Hammerstone Pty Ltd v Lewis [1994] 2 Qd R 267 BC9303056 is a useful case for solicitors sued for negligence. I advised a client to rely on it the other day, and he did, successfully, in the Magistrates’ Court at Melbourne. He acted for a woman who failed to pay his bill. He sued, and was met with a set-off defence alleging professional negligence. He discovered his file but objected to inspection on the basis of the solicitor’s lien. That entitles a solicitor to keep clients’ property (including that part of a solicitor’s file that the client owns as a matter of law) as security for payment of outstanding fees. The Magistrate ordered the woman to pay a large proportion of the unpaid bill into court as a condition of inspecting my client’s file. This post is a little note on the case, which won the Magistrate over.

It is a decision delivered by Shepherdson J of the Supreme Court of Queensland on 9 September 1993. The plaintiffs sued their former solicitors for negligence. The solicitors discovered their file but took objection in the affidavit of documents to inspection because they asserted a lien over $2,700 of unpaid fees which had been the subject of a bill of costs in taxable form but not yet a taxation. The solicitors did not counterclaim for their fees. Shepherdson J commented that “It is patently obvious in the present case the plea of negligence is one of substance.” Nevertheless, his Honour conluded:

“If I were to order inspection without any payment of fees or the giving of security therefor, the defendants will be disadvantaged in the event that the plaintiffs’ claim fails by which time the defendants’ lien will be in effect worthless. As aaginst that if I were to order payment of the full amount namely $2700 or the giving of security therefor, the plaintiffs would be disadvantaged in that the amount so ordered might turn out to be excessive. At the end of the day the order which I will make is a compromise.”

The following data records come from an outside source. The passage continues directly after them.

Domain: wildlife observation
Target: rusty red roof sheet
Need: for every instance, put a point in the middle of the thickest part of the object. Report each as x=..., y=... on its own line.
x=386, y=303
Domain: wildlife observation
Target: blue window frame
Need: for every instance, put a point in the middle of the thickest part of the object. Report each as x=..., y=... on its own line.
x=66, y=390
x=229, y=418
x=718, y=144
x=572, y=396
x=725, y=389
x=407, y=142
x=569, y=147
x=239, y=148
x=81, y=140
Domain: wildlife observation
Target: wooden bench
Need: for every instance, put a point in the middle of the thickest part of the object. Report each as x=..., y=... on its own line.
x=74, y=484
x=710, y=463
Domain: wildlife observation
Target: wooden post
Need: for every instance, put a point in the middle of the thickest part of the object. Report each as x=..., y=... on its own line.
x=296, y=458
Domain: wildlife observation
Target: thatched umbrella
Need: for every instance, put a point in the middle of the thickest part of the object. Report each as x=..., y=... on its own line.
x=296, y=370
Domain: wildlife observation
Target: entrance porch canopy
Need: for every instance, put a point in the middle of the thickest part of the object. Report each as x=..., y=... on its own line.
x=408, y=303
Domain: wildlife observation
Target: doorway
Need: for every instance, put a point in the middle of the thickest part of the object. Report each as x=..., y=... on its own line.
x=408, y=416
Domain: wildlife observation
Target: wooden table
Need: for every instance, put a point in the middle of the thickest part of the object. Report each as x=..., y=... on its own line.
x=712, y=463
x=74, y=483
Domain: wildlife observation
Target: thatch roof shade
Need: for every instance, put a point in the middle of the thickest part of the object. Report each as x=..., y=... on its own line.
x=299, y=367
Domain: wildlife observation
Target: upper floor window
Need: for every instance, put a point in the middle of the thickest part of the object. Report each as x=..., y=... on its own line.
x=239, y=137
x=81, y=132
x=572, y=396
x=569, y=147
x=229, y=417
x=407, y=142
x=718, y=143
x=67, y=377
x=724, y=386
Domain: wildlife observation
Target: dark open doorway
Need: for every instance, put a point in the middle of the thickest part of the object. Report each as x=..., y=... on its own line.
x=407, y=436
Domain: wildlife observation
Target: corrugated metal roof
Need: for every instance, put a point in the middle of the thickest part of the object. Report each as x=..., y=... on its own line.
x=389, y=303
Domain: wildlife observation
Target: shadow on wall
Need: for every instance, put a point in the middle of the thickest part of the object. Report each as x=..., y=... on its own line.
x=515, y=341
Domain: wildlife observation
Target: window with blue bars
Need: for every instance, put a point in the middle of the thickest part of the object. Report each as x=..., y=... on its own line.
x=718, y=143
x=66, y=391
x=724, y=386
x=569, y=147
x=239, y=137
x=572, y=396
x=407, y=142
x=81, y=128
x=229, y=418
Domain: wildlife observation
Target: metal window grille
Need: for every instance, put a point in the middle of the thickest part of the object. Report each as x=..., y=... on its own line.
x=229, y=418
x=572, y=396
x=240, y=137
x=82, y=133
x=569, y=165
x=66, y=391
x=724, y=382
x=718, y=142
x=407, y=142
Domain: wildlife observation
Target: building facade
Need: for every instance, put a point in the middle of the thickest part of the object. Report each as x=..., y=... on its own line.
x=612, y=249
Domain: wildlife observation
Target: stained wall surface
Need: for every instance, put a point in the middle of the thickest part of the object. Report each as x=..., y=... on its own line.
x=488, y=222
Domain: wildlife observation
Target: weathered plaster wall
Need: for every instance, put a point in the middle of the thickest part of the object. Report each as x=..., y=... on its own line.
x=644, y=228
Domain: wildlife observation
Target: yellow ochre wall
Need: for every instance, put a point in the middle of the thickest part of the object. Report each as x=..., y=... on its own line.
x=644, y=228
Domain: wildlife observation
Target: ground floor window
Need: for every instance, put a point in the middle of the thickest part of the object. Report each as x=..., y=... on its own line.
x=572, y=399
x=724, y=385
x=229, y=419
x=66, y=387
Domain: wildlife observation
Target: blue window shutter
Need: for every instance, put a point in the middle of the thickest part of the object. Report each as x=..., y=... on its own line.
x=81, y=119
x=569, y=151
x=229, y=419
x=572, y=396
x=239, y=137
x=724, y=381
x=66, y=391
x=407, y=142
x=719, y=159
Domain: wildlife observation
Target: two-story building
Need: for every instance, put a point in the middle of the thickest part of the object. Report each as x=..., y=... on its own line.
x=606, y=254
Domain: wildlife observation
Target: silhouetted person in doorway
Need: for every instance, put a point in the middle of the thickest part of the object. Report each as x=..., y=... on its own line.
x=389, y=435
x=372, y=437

He ordered the solicitors to give inspection of their file upon payment into court of $2,000. The plaintiffs, the former clients, got costs, however, because — oversimplifying somewhat — the solicitors had offered to allow inspection only on the basis that the full amount of the billed fees be paid into their an interst bearing account, the funds to abide the decision in the professional negligence case. That is, if the plaintiffs won the case, they got the money (and interest earnt) back, and if the solicitors won the case, they kept the money (and interest earnt) without any entitlement in the plaintiffs to verify the reasonableness of the costs by taxation. Since the plaintiffs did better in the result than they could have done by accepting the offer, they got their costs of the application.